Figure 2.. Strain-induced increase in s character in alkyl radicals leads to favorable borylations in competition experiments.

A positive correlation between the degree radical s character and borylation efficiency is demonstrated by competition experiments between radicals with varies s characters. See supplementary information section 8.1 for more details and discussion. a. Competition experiments were performed between BCP redox-active ester 1f and other alkyl bearing redox-active esters with B₂pin₂ in DMA under 390 nm light irradiation. b. Results indicate that higher s character in the radical leads to more favorable borylation with B₂pin₂.

Figure 3.. One-pot synthesis of BCP-BF₃K 6 and its diversification by photoredox-mediated processes.

BCP trifluoroborate 6 can be synthesized in a one-pot manner from RAE without the need of column chromatography. The synthetic applications of 6 is demonstrated by several photoredox transformation: (i) hydroalkylation with acrylonitrile; (ii) hydroalkylation with dehydroalanine to yield an amino acid derivative; (iii) Minisci heteroarylation; (iv) single-electron mediated Chan-Lam C–N coupling; (v) 1,2-dicarbofunctionalization of vinyl boronic pinacol ester. See supplementary information section 7 for details on reaction conditions. [Ir]= Ir[dF(CF₃)ppy]₂(bpy)PF₆. ^aYield by using isolated 4k.

Figure 4.. Mechanistic investigations into the radical intermediacy and origin of chemoselectivity.
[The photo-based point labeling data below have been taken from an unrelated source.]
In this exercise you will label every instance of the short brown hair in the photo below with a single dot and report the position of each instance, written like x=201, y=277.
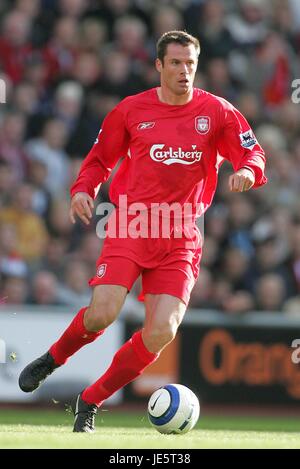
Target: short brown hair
x=177, y=37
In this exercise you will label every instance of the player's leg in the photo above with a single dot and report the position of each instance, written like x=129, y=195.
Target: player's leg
x=88, y=324
x=163, y=316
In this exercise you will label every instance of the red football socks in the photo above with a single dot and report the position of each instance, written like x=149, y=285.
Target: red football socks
x=74, y=337
x=128, y=363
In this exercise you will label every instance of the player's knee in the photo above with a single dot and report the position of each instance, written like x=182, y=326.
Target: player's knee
x=100, y=314
x=158, y=337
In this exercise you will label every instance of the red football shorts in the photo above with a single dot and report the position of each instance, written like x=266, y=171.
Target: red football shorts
x=167, y=265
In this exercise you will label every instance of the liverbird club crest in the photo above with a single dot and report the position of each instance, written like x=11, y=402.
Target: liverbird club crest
x=202, y=124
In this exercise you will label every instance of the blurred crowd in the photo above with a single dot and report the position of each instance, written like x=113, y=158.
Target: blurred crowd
x=67, y=63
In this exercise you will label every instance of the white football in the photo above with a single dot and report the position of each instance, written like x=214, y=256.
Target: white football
x=174, y=408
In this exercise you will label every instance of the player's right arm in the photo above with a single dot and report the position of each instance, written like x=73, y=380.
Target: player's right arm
x=112, y=144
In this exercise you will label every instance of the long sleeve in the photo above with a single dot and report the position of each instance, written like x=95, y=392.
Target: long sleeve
x=111, y=145
x=237, y=143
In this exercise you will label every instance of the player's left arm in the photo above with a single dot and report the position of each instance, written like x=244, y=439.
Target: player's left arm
x=238, y=144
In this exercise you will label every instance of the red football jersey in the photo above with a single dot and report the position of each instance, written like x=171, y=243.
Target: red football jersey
x=171, y=153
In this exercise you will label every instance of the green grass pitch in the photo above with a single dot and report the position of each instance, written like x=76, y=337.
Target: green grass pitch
x=53, y=429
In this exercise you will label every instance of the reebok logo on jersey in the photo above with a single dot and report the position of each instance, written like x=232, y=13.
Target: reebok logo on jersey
x=171, y=156
x=146, y=125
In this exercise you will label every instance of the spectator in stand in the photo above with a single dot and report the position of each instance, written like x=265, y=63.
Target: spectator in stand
x=44, y=290
x=30, y=228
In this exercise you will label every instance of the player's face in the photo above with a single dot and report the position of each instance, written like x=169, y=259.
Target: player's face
x=178, y=68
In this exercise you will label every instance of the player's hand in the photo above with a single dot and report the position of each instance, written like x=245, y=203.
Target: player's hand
x=82, y=205
x=242, y=180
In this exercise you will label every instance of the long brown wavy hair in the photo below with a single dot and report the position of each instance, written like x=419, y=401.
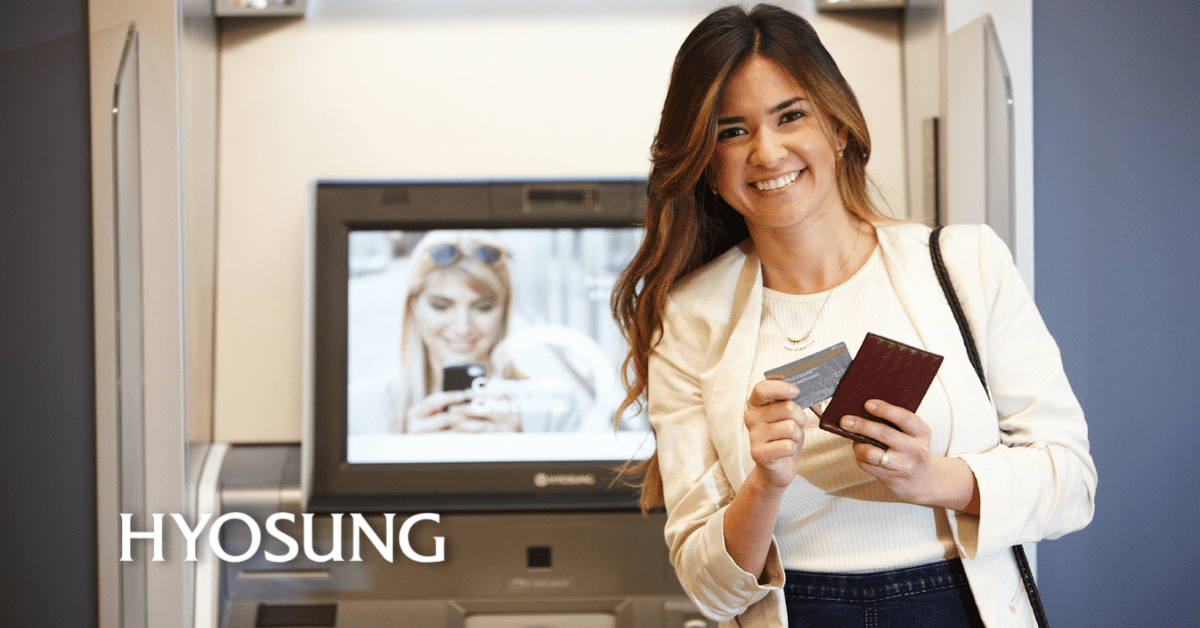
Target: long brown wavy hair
x=685, y=223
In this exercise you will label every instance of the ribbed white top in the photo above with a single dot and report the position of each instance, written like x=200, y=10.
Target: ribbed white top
x=835, y=516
a. Addition of TEMPO completely shut down product formation, and TEMPO-adducts were formed. b. Radical clock experiments confirmed the radical nature of the two reactions and suggested slow addition between radical and [1.1.1]propellane. c. UV-vis studies indicate that at 390 nm, radical precursors are the only absorbing species, and there is no noticeable formation of an EDA complex. Thus, initiation is carried out by excitation of the RAE/organohalides. d. Electronic effect on BCP radical borylation vs. oligomerization: significant through-space effect on the BCP radical such that electron-rich BCP radical tends to undergo borylation whereas electron-poor BCP tends to oligomerize to form [2]staffane as the major product. e. Proposed mechanism based on literature and observations. The chain initiation involves light-mediated excitation of the radical precursor. Chain propagation involves four steps: i) radical addition to [1.1.1]propellane; ii) and ii’) the BCP radical formed coordinates to the Bpin acceptor; iii) and iii’) B–B/Si–B bond undergoes homolytic cleavage to generate BCP-Bpin; iv) and iv’) B/Si radical from the bond cleavage event initiates the next chain cycle.